Pair Sèvres Biscuit models of Lions
Pair Sèvres Biscuit models of Lions supporting gilt-white reticulated Baskets (Lions ‘canéphores’) after a model by Jean-Charles-Nicholas Brachard l’ainé, after a drawing by Fragonard.
One Lion incised AB and 10 Oct 18 No 2, it’s basket with Blue stencilled interlaced L’s enclosing a ‘Fleur-de-Lys’ and Sèvres Gilt 29 JUIN DG 19, incised AB. The other lion incised 3 Juillet-19, it’s basket with blue stencilled interlaced L’s mark, enclosing a ‘Fleur-de-Lys’ and Sèvres 20 and inscribed in Gilt 24 AL20, Incised CH.
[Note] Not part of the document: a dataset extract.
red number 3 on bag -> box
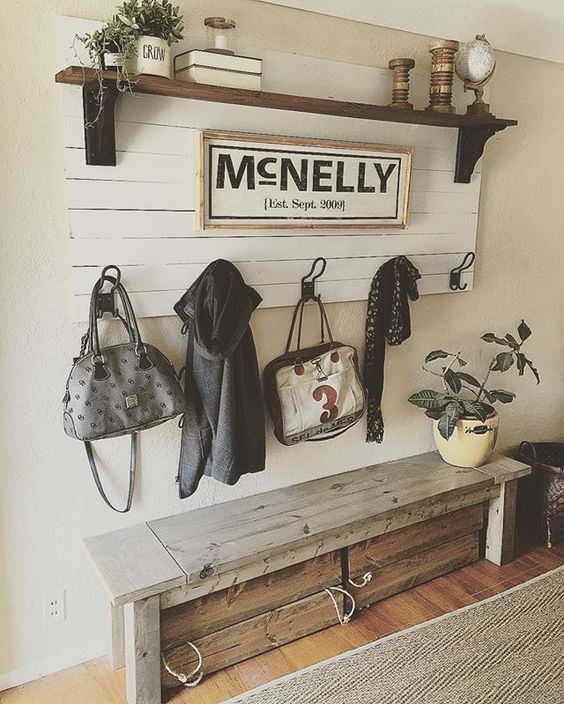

Each lion modelled as a prowling lion with embroidered saddle cloth, it’s back fitted with a reticulated circular basket, on an original rectangular “tôle-peinte” base painted as faux-siena marble.
The present model of a pacing lion was conceived in 1817 as a pair with a lioness, designed by Alexandre-Evariste Fragonard to accompany Egyptian canephoric figures bearing baskets as part of an elaborate dessert service and to flank a central basket or corbeille canephore supported by four female figures.
Jean-Charles-Nicholas Brachard l’aine, employed at Sevres as a sculptor, translated Fragonard’s fantasy into three-dimensional reality two years later. It would appear that only the lion was ever made, never the lioness. Drawings of Fragonard’s project for both and a plaster of Brachard’s original model are retained by Sevres.
The first entry in the sales records for a ‘Lion Canephore’ is dated 1818 and notes 150 francs for the lion, 100 francs for the basket, and 40 francs for the tole-peinte base as the basis for the 290 franc selling price. Entering the saleroom 26 December 1818 and exhibited at the Louvre in January 1819, the ‘pair’ were delivered to Monsieur le chevalier de la Malle conseiller d’Etat Membre du comite du contentieux on 2 February 1820. The first of the present ‘pair’, incised with the same date as that of the payment record and with ‘No. 2’ is almost certainly one of these.
Given it’s gilding date of 24 April 1820, the second of the two present examples is likely to have been delivered to the ‘prefet’ M. Destouches 2 June 1820, oddly entered in the saleroom ledger on 1 July of that year. Further saleroom entries are dated 1823, 1845 and 1849. A single example is retained in the ministry of foreign affaires, see Tamara Preaud and Marcelle Brunet, Sevres des origines a nos jours, p. 291, no. 354.
Our thanks to Tamara Preaud for this information.
New York, The Bard Graduate Centre for Studies in the Decorative Arts, The Sevres Porcelain Manufactory: Alexandre Brongniart and the Triumph of Art and Industry, 1800-1847, 17 October 1997-1 February 1998, cat. No. 143 a.b.
Tamara Preaud, et al., The Sevres Porcelain Manufactory: Alexandre Brongniart and the Triumph of Art and Industry, 1800-1847, London, 1997, p.223, cat. No. 44 a.b. and p. 358, cat. No. 143 a.b.